Warum nicht alle? Weil Gott ihm lediglich aufgetragen hatte, eine weitere
Warnung an die Menschheit zu richten. Wozu? Reichte die erste Warnung, die Er
Johannes vor fast zweitausend Jahren in einem Traum diktiert hatte, nicht aus?
Man warnte, und wenn sich die Gewarnten nicht an die Warnung hielten, dann
hatten sie die Konsequenzen zu tragen. So funktionierte das. Doch Gott sah das
anders und wer war er, die Entscheidung des Herrn anzuzweifeln? Somniak mochte
eine andere Sicht der Dinge haben, doch selbstverständlich konnte diese nur
daraus resultieren, dass er nicht über Sein göttliches Verständnis der
Welt verfügte.
    Eine Allegorie schoss ihm durch
den Kopf, als er auf das Meer seiner jubelnden Zuschauer blickte, und
verursachte einen erneuten Anflug von Übelkeit. Er hatte eine Botschaft zu verkünden,
wie einst Christus der Herr, und diese Mediengeier waren auserwählt, sie in die
Welt hinaus zu tragen. Machte sie das zu seinen Jüngern? Immerhin glaubten sie
an ihn. Wie viele mochten es sein? Zwölfhundert?
    Somniak wischte den Gedanken
beiseite. Er sollte sich besser auf das konzentrieren, was unweigerlich kommen
würde.
    –––––
    Wo war oben? Wo war unten? War es
Tag oder Nacht? Lebte er noch? War die Welt untergegangen?
    Dies konnte unmöglich das Nirwana
sein, doch so etwas wie eine Hölle gab es für Buddhisten nicht wirklich. Die
Hölle war das Leben, das Leid des Seins, von dem man Erlösung suchte. Also
musste er noch leben.
    Professor Tran Quoc Tuan wusste
nicht, wann er das letzte Mal Licht gesehen hatte. Er wusste nicht einmal, wann
er das letzte Mal überhaupt etwas gesehen hatte. War es eine Woche her? Einen
Monat? Vielleicht ein ganzes Jahr? Schwer zu sagen. Schließlich wusste er ja
nicht einmal, wie er hierher gelangt war.

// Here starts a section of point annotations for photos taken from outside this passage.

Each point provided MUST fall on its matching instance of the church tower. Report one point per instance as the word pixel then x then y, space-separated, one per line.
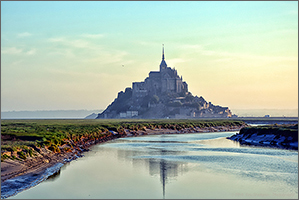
pixel 163 64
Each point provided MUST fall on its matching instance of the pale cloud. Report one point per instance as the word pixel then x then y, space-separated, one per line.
pixel 11 50
pixel 24 34
pixel 31 52
pixel 86 51
pixel 93 36
pixel 17 51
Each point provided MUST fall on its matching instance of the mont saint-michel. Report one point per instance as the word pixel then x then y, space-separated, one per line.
pixel 163 94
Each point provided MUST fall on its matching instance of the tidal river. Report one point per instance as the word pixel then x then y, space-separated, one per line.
pixel 181 166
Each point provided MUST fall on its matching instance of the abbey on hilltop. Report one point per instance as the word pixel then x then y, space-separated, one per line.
pixel 163 94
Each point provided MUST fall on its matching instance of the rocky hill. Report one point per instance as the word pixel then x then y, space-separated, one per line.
pixel 279 136
pixel 163 94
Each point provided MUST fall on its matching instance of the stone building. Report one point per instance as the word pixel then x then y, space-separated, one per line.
pixel 163 94
pixel 160 82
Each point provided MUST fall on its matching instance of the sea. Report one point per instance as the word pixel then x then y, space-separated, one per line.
pixel 173 166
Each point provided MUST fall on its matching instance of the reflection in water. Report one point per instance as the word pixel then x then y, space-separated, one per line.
pixel 167 170
pixel 204 166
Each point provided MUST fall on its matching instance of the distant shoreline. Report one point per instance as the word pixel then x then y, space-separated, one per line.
pixel 35 169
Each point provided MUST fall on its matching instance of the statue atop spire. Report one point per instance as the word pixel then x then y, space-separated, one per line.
pixel 163 57
pixel 163 64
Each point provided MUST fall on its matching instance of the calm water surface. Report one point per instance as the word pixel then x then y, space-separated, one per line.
pixel 185 166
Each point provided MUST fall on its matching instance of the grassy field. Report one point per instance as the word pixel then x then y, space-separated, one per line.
pixel 23 137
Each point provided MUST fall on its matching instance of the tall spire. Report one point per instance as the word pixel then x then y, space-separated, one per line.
pixel 163 57
pixel 163 64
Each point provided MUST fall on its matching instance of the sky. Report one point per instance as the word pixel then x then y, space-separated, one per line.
pixel 79 55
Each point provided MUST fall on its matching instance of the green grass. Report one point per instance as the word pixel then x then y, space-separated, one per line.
pixel 26 135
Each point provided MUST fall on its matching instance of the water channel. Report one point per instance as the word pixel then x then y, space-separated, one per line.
pixel 180 166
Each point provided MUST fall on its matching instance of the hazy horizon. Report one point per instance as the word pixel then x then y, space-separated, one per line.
pixel 70 55
pixel 82 113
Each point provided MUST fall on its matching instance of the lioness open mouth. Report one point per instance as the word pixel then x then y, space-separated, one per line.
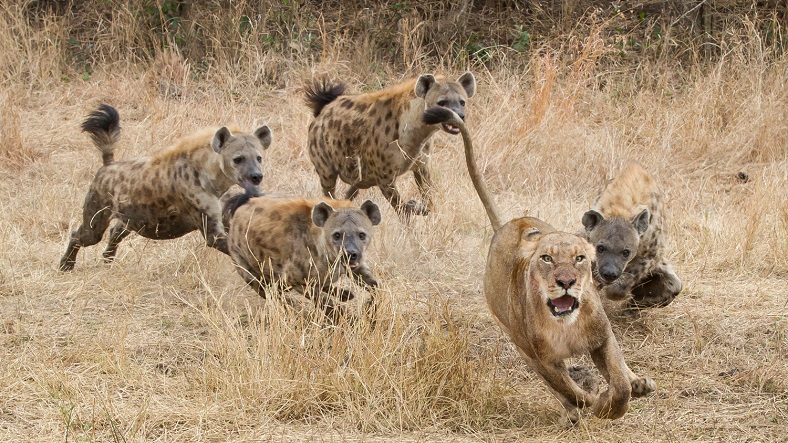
pixel 451 129
pixel 563 305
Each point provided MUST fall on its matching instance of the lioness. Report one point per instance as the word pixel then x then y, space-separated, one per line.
pixel 540 290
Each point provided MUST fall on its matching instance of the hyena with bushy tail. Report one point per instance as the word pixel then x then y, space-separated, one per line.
pixel 168 194
pixel 626 227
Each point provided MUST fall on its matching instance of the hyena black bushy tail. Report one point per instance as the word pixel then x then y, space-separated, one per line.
pixel 439 114
pixel 103 125
pixel 322 92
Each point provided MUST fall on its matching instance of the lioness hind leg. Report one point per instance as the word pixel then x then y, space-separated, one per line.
pixel 566 390
pixel 641 386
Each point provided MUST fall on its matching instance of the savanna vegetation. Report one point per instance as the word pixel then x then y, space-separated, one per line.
pixel 167 344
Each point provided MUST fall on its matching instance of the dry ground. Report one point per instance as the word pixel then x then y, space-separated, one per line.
pixel 166 344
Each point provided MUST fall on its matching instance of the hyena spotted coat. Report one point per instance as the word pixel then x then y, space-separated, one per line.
pixel 371 139
pixel 300 244
pixel 169 194
pixel 626 227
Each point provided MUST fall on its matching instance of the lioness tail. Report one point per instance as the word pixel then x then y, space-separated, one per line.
pixel 440 114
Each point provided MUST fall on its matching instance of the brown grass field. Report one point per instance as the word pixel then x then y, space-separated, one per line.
pixel 167 344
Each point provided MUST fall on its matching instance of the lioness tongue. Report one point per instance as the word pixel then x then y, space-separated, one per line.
pixel 564 303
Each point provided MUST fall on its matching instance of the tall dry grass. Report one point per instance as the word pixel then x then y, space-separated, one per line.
pixel 167 344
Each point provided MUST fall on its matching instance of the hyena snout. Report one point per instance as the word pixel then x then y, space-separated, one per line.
pixel 351 255
pixel 609 272
pixel 256 178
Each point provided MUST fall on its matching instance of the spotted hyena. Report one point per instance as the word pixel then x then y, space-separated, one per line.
pixel 301 244
pixel 371 139
pixel 627 229
pixel 171 193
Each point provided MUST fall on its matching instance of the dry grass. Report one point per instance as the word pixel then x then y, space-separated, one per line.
pixel 168 345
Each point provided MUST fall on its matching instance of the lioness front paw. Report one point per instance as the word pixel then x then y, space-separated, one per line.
pixel 414 207
pixel 610 406
pixel 571 416
pixel 643 386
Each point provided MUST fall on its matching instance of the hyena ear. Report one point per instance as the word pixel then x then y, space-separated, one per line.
pixel 588 249
pixel 320 213
pixel 373 212
pixel 423 84
pixel 220 138
pixel 263 133
pixel 468 82
pixel 591 219
pixel 641 221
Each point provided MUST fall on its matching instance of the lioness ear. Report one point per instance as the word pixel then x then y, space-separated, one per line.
pixel 263 133
pixel 468 82
pixel 591 219
pixel 320 213
pixel 220 138
pixel 423 84
pixel 641 221
pixel 373 212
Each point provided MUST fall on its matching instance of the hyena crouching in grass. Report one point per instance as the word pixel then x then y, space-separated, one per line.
pixel 627 229
pixel 169 194
pixel 302 244
pixel 371 139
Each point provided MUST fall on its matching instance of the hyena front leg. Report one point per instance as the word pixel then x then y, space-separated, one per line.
pixel 116 234
pixel 423 177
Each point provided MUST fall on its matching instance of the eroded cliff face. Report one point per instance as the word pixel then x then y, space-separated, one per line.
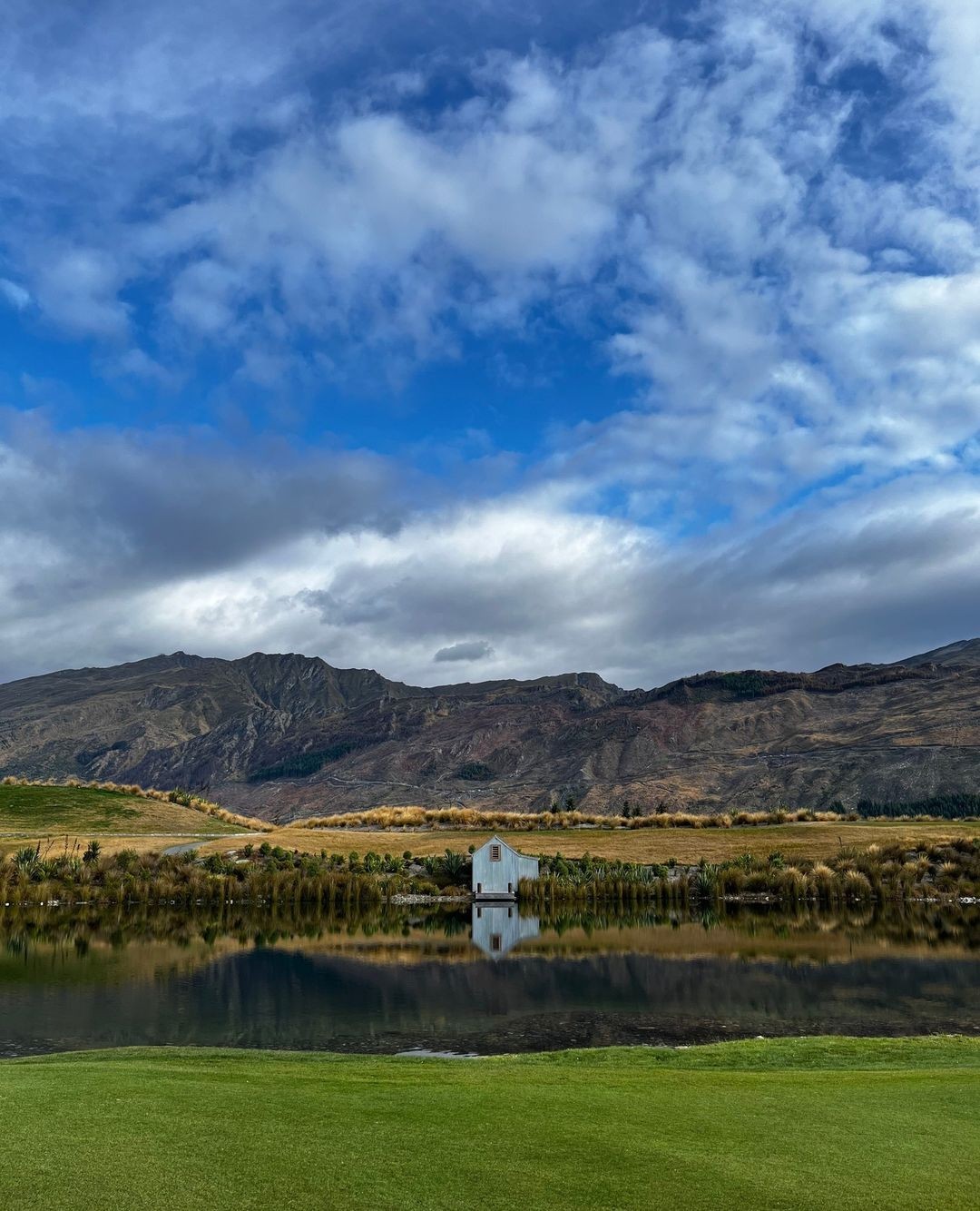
pixel 289 735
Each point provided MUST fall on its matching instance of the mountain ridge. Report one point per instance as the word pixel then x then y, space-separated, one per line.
pixel 281 734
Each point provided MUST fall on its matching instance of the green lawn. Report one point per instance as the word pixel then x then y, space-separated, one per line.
pixel 53 811
pixel 795 1124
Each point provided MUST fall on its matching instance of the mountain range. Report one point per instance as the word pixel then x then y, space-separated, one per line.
pixel 285 736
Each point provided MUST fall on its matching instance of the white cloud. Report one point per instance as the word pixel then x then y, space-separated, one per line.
pixel 787 267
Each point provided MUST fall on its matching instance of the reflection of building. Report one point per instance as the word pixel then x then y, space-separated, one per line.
pixel 499 869
pixel 499 928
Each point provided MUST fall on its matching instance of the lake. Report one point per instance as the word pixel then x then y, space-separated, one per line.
pixel 483 981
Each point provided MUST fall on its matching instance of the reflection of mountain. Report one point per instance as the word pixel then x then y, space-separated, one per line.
pixel 267 997
pixel 497 929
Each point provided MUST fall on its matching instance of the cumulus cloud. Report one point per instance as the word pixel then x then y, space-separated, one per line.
pixel 765 223
pixel 471 649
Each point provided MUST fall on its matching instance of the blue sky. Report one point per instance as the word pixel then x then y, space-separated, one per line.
pixel 485 340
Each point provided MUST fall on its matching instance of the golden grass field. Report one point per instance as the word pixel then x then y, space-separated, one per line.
pixel 813 841
pixel 67 816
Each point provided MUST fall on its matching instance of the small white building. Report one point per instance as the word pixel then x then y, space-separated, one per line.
pixel 497 870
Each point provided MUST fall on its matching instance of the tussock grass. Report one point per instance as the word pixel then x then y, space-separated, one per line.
pixel 946 872
pixel 482 818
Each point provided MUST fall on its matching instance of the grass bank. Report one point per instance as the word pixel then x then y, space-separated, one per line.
pixel 790 1124
pixel 689 845
pixel 47 809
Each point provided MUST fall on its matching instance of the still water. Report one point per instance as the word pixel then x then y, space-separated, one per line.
pixel 478 981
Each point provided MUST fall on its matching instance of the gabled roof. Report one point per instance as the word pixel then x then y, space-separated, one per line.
pixel 499 841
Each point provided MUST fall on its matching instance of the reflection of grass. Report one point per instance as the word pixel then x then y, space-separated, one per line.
pixel 797 1123
pixel 813 841
pixel 51 811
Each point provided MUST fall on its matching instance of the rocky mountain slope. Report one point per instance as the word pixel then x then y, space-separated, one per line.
pixel 289 735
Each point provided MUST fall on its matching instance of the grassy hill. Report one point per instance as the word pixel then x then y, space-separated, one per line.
pixel 797 1123
pixel 80 811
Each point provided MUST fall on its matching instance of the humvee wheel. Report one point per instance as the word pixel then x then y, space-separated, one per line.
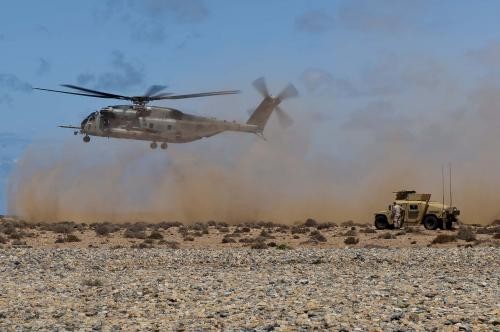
pixel 381 222
pixel 431 222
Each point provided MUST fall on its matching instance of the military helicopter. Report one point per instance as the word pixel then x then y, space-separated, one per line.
pixel 168 125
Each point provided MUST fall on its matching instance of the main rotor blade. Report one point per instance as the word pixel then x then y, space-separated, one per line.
pixel 261 86
pixel 288 92
pixel 75 93
pixel 196 95
pixel 154 89
pixel 109 95
pixel 284 119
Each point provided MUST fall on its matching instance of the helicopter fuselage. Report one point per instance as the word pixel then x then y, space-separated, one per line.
pixel 157 124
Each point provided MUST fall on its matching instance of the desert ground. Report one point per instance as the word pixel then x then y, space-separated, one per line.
pixel 256 276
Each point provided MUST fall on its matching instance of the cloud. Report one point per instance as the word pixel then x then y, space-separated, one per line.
pixel 488 55
pixel 320 81
pixel 44 67
pixel 147 20
pixel 314 21
pixel 125 75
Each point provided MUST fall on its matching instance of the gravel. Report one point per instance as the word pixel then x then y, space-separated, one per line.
pixel 408 289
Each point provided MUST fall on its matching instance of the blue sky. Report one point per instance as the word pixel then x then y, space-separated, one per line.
pixel 360 65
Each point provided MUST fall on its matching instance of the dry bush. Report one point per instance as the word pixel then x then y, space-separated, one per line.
pixel 326 225
pixel 466 233
pixel 311 223
pixel 259 245
pixel 134 234
pixel 444 238
pixel 299 230
pixel 351 232
pixel 71 238
pixel 169 244
pixel 348 223
pixel 317 236
pixel 155 235
pixel 105 228
pixel 168 224
pixel 63 227
pixel 228 239
pixel 351 240
pixel 386 236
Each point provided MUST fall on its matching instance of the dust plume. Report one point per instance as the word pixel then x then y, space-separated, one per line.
pixel 394 128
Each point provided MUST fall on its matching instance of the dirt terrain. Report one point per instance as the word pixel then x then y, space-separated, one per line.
pixel 253 277
pixel 219 235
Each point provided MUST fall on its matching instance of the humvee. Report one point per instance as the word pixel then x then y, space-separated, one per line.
pixel 418 209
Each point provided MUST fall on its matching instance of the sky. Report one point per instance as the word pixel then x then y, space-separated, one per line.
pixel 387 82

    Das Letzte, woran er sich
erinnerte, war, dass er zu einem Kongress nach Manchester gefahren war. Am
letzten Abend der Veranstaltung war er nach der Abschlussfeier leicht
beschwipst ins Bett gegangen. Er hatte nie viel getrunken, aber er brauchte
auch nicht viel zu trinken, um den Alkohol zu spüren.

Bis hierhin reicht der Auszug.